À Kelowna, en Colombie-Britannique, les autorités municipales tirent la sonnette d’alarme : la criminalité qui mine le centre-ville ne serait pas le fait de centaines d’individus, mais d’une infime minorité constamment relâchée par les tribunaux. C’est ce que révèle un rapport municipal repris par la journaliste Tristin Hopper dans le National Post, qui montre comment quinze délinquants chroniques seulement ont généré à eux seuls plus de 1 300 dossiers policiers en 2024.
Le document, d’une quinzaine de pages, décrit un cercle vicieux où la justice relâche presque aussitôt les mêmes individus responsables de vols, d’agressions et de menaces répétées.
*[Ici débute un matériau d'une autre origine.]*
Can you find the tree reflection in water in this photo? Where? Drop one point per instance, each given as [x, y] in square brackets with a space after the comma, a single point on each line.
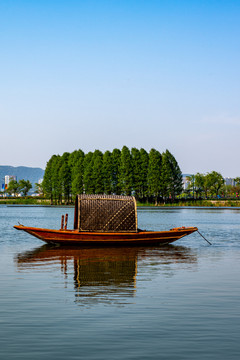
[105, 275]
Selon le rapport, « le modèle de criminalité persistante observé chez ce groupe est stupéfiant et incessant », au point d’épuiser les ressources policières, les services d’urgence et les programmes d’aide communautaire.
Ces récidivistes sont devenus, selon les mots du rapport cités par Hopper, un « écosystème criminel » mêlant vols et violence. Autrefois distincts, les voleurs et les agresseurs appartiennent désormais à la même sphère, ce qui complique toute intervention efficace. Trois profils anonymes illustrent cette réalité : le premier, surnommé « le grand voyageur », a cumulé 223 interventions policières en quatre ans, violant à 31 reprises ses conditions de libération et manquant 32 comparutions au tribunal. Un autre, identifié comme Sujet C, a fait l’objet de 70 dossiers en seulement sept mois, dont treize crimes violents — une agression toutes les deux semaines.
Depuis plusieurs années, les villes britanno-colombiennes tentent d’alerter Victoria sur les conséquences de cette politique du « catch and release ». En 2022, treize maires avaient déjà signé une lettre commune, révélant que deux cents récidivistes prolifiques suffisaient à anéantir les efforts de sécurité publique. Kelowna, notamment, rapportait à l’époque un seul délinquant responsable de 346 dossiers policiers en six ans.
La réaction du gouvernement provincial fut d’ouvrir une enquête sur le phénomène des délinquants chroniques, produisant un rapport de 170 pages et 28 recommandations. Mais, comme le note Tristin Hopper, aucune de ces propositions ne suggérait de durcir les peines ou les conditions de remise en liberté. Les auteurs allaient jusqu’à recommander d’abandonner l’expression même de « récidivistes prolifiques », jugée trop stigmatisante.
Dix ans de statistiques montrent pourtant une tendance inquiétante : à Kelowna, le taux de mises en accusation a chuté de moitié, passant de 2 024 par 100 000 habitants en 2014 à 1 043 en 2024. La Colombie-Britannique détient également le record canadien du laxisme judiciaire, avec 76,5 % des peines inférieures à 30 jours, contre 58,5 % ailleurs au pays. « Il est déraisonnable d’espérer que le système correctionnel puisse corriger le comportement d’un délinquant lorsque les peines sont si brèves », conclut le rapport.
Pour la Ville de Kelowna, ces constats traduisent une impasse : tant que les tribunaux continueront de relâcher les mêmes individus après quelques jours de détention, les efforts municipaux pour ramener la sécurité au centre-ville risquent de rester vains. Le rapport, présenté comme un cri d’alarme plus que comme une étude académique, exhorte les autorités provinciales et fédérales à rétablir un équilibre entre compassion et responsabilité.